Multiple servers forwarding to Graylog


(mc) #1

Good day,

I have a simple diagram I am working on, Graylog–>ubunty-syslog forwarder.–> switch and router.
The router and switch sent their log to Ubuntu and ubuntu forwards those logs to Graylog working as central syslog server
The problem I am facing is Graylog is receiving log from router and switch with Ubuntu’s IP address, is there a
way to get the router and switch sent log messages to Graylog with their original source IPs?

Thank you!


(Jochen) #2

If your syslog server adds the original client’s hostname or IP address to forwarded the syslog message, you can extract that in Graylog and assign it to the “source” message field.

Otherwise, the information about which machine was the original sender is lost.


(mc) #3

Thanks for your reply. here is the simple simple script in place any advise?
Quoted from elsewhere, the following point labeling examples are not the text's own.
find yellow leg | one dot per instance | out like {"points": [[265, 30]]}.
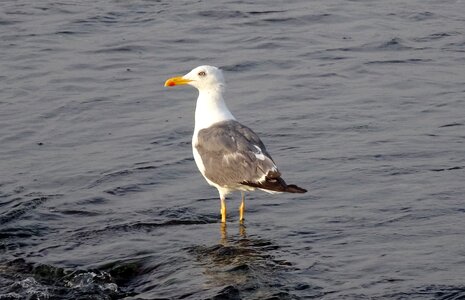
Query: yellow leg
{"points": [[224, 234], [242, 208], [223, 209]]}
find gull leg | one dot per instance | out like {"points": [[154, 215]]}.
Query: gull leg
{"points": [[242, 208], [223, 209]]}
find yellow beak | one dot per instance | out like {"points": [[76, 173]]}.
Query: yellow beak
{"points": [[177, 81]]}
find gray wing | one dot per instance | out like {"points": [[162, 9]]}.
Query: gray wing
{"points": [[233, 154]]}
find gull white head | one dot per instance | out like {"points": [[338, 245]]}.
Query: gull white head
{"points": [[203, 78], [210, 107]]}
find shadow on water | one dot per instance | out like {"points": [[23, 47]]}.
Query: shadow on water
{"points": [[244, 267]]}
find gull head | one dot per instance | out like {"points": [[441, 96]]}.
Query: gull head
{"points": [[203, 78]]}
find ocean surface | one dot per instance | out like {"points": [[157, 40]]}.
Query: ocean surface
{"points": [[360, 102]]}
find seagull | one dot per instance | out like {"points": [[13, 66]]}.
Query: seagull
{"points": [[230, 156]]}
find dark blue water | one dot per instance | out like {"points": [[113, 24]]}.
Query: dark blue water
{"points": [[360, 102]]}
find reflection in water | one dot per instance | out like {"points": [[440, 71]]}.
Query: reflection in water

slroot@ppgbcislf01:~$  nano /etc/rsyslog.conf 

#  /etc/rsyslog.conf    Configuration file for rsyslog.
#
#                       For more information see
#                       /usr/share/doc/rsyslog-doc/html/rsyslog_conf.html
#
#  Default logging rules can be found in /etc/rsyslog.d/50-default.conf


#################
#### MODULES ####
#################

module(load="imuxsock") # provides support for local system logging
module(load="imklog")   # provides kernel logging support
#module(load="immark")  # provides --MARK-- message capability

# provides UDP syslog reception
#module(load="imudp")
#input(type="imudp" port="514")

# I AM EDITING ABOVE UDP LINES
module(load="imudp")
input(type="imudp" port="514")

# provides TCP syslog reception
#module(load="imtcp")
#input(type="imtcp" port="514")
  GNU nano 2.5.3                                                        File: /etc/rsyslog.conf                                                                                                             Modified  

# Enable non-kernel facility klog messages
$KLogPermitNonKernelFacility on

###########################
#### GLOBAL DIRECTIVES ####
###########################

#
# Use traditional timestamp format.
# To enable high precision timestamps, comment out the following line.
#
$ActionFileDefaultTemplate RSYSLOG_TraditionalFileFormat

# Filter duplicated messages
$RepeatedMsgReduction on

#
# Set the default permissions for all log files.
#
$FileOwner syslog
$FileGroup adm
$FileCreateMode 0640
$DirCreateMode 0755
$Umask 0022
$PrivDropToUser syslog
$PrivDropToGroup syslog

#
# Where to place spool and state files
#
$WorkDirectory /var/spool/rsyslog

#
# Include all config files in /etc/rsyslog.d/
#
$IncludeConfig /etc/rsyslog.d/*.conf

*.* @192.168.68.22:514

#4

I’ve done what jochen recommends, but I also re-assign the forwarder address so I have record of what source delivered it.

If you aren’t seeing the orgininal IP or hostname in the logs this might help. Possibly the “$PreserveFQDN on” part, but I’m not positive. https://serverfault.com/questions/274625/how-do-i-get-rsyslogd-to-log-a-servers-fqdn-instead-of-its-short-hostname

If you want an example of my pipeline rule let me know.


(mc) #5

Hello,

Can you please tell me how to extract the source ip in Graylog, I have tried many things but I couldn’t do it. I have limited skills on linux and Graylog.
Thanks!


(system) #6

This topic was automatically closed 14 days after the last reply. New replies are no longer allowed.